To determine whether you are an applicable large employer, add the number of your full-time and part-time employees — counting only those who work a minimum of 30 hours per week — to get your total workforce. Then, subtract the number of your full-time workforce who receives government-sponsored health coverage or veteran’s affairs coverage from that total. If the result is less than 50, you are not an ALE and do not have to offer coverage. Regardless of the size of your workforce, however, you must report information about the coverage you provide to your employees and the IRS.
Requirement to Offer Minimum Value Coverage
The ACA requires large firms to offer health insurance that is either affordable or provides minimum value to their full-time employees (workers who work at least 30 hours per week). Employers that don’t meet these requirements could face an employer mandate penalty.
The IRS defines affordable coverage as costing less than 9.12% of an employee’s household income. This is based on some factors, including how much a plan costs and how much it covers medical expenses, prescription drugs, mental health and substance abuse treatment, and hospitalization.

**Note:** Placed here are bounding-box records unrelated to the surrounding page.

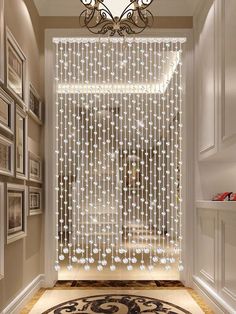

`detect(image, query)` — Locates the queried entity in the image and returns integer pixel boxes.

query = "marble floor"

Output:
[22,289,213,314]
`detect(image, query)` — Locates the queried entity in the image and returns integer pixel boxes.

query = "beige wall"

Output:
[0,0,43,312]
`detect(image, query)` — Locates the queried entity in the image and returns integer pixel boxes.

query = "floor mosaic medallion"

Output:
[42,294,191,314]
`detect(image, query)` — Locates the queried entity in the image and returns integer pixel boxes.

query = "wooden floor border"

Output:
[20,287,214,314]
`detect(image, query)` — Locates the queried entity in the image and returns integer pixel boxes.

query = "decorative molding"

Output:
[6,27,27,109]
[0,183,5,280]
[1,274,44,314]
[219,212,236,307]
[195,209,218,289]
[200,269,215,285]
[193,276,235,314]
[0,0,5,83]
[196,200,236,212]
[195,1,218,161]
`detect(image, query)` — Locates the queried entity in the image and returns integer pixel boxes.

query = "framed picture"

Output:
[0,88,15,134]
[6,29,26,105]
[0,183,5,280]
[29,152,42,183]
[16,107,28,179]
[29,84,42,124]
[7,184,27,244]
[0,0,5,83]
[0,135,14,176]
[28,187,43,216]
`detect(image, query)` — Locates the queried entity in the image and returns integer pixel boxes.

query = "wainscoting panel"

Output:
[196,4,217,159]
[196,209,217,288]
[219,212,236,308]
[221,0,236,141]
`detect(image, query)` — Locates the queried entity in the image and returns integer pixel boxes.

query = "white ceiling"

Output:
[34,0,204,16]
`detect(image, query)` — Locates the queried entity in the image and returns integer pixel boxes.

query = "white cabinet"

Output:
[219,212,236,308]
[194,201,236,313]
[195,0,236,161]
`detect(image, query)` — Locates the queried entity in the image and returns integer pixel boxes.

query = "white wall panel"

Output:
[220,212,236,307]
[196,209,217,288]
[221,0,236,140]
[196,4,216,158]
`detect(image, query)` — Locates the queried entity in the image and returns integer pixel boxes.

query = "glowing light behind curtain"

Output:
[54,38,185,271]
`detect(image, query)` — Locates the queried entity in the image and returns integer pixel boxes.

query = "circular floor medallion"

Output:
[42,294,191,314]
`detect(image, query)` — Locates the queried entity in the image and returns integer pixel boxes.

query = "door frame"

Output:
[44,29,195,287]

Coverage must also provide minimum value by ensuring that at least 60% of the total expected cost of benefits is covered. This complex calculation considers various factors, including how a plan is structured and the extent to which it meets actuarial standards.
The ACA’s new rating rules should reduce small business premiums in most markets. These rules and exchanges are expected to promote transparency and competition in the small-group market, resulting in lower costs for small and large employers.
Despite some critics’ claims, the evidence doesn’t support the idea that the ACA will burden small businesses or discourage them from offering coverage. Data show that offer rates for small firms have remained stable or dropped only slightly post-ACA, following trends that predated the law. The ACA also helps small businesses control costs through market reforms, exchanges, and tax credits that can help their workers afford health coverage.